Whatever Lindsay and Dina are smoking, it must be fantastic. Let me guess, right after the commercial ended, Lindsay turned to her unicorn named Rainbow Brite and asked, “That commercial was about me, wasn’t it?”
The only difference between Lindsay and a crazy person is that instead of seeing secret messages from the CIA, Lindsay sees dollar signs.

Lindsay Lohan is a writer now

Lindsay Lohan tells OK! Magazine that her two court mandated trips to rehab were like a vacation for her. Lindsay loved meeting new people and seeing what they’re going through. There’s no mention of her getting any help for the addictions she had though. In fact, Lindsay thought some of her friends would benefit from rehab. So she was more like a scout than a patient there.

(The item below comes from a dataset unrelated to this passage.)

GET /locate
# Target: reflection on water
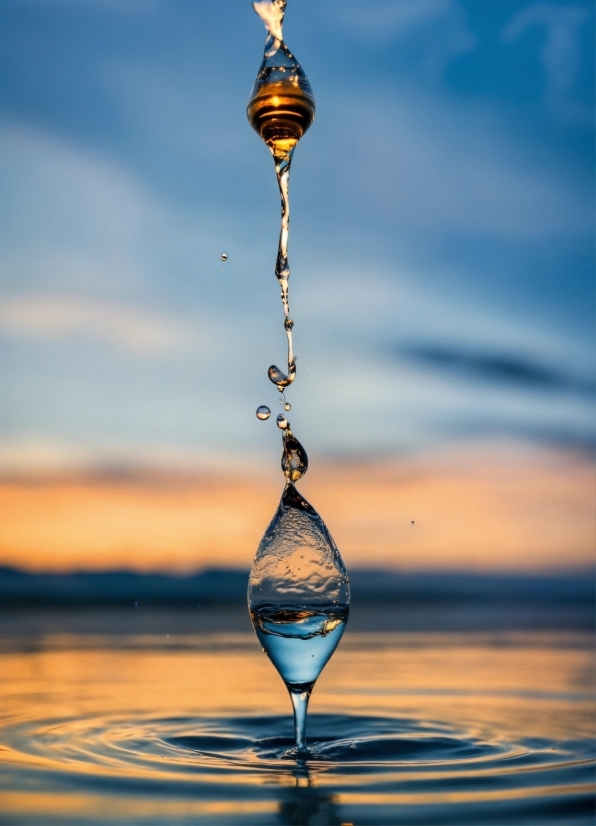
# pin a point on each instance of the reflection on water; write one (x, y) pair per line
(413, 728)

Asked whether she drinks responsibly, she responds, “Yeah. I mean, mind you, my drinking was never more than… I mean, here’s the thing, I have friends who would get so wasted at college. I have never been one to get drunk and act like that, that’s not who I am.” Right. Either Lindsay is naturally bat shit insane or she likes to drink excessively on occasion. And there’s nothing wrong with that. Just don’t lie to yourself.
Lindsay has also started writing a book. With words, I think.
“I write a lot and it’s very therapeutic for me because then I can see what’s happening on paper. I’ve started writing a book. It’s going to take a while, all my life experiences. I started writing it a year ago. There’s a lot to put down, you know?”
How much do you want to bet that, in between the pages of vomit and tears, this book is nothing but angry rantings about how “I hate my dad,” “The media is mean to me” and other excuses she makes for why she bangs on Samantha Ronson’s door like a maniac at 4 in the morning, why there was coke in her purse and why her life is a big mess.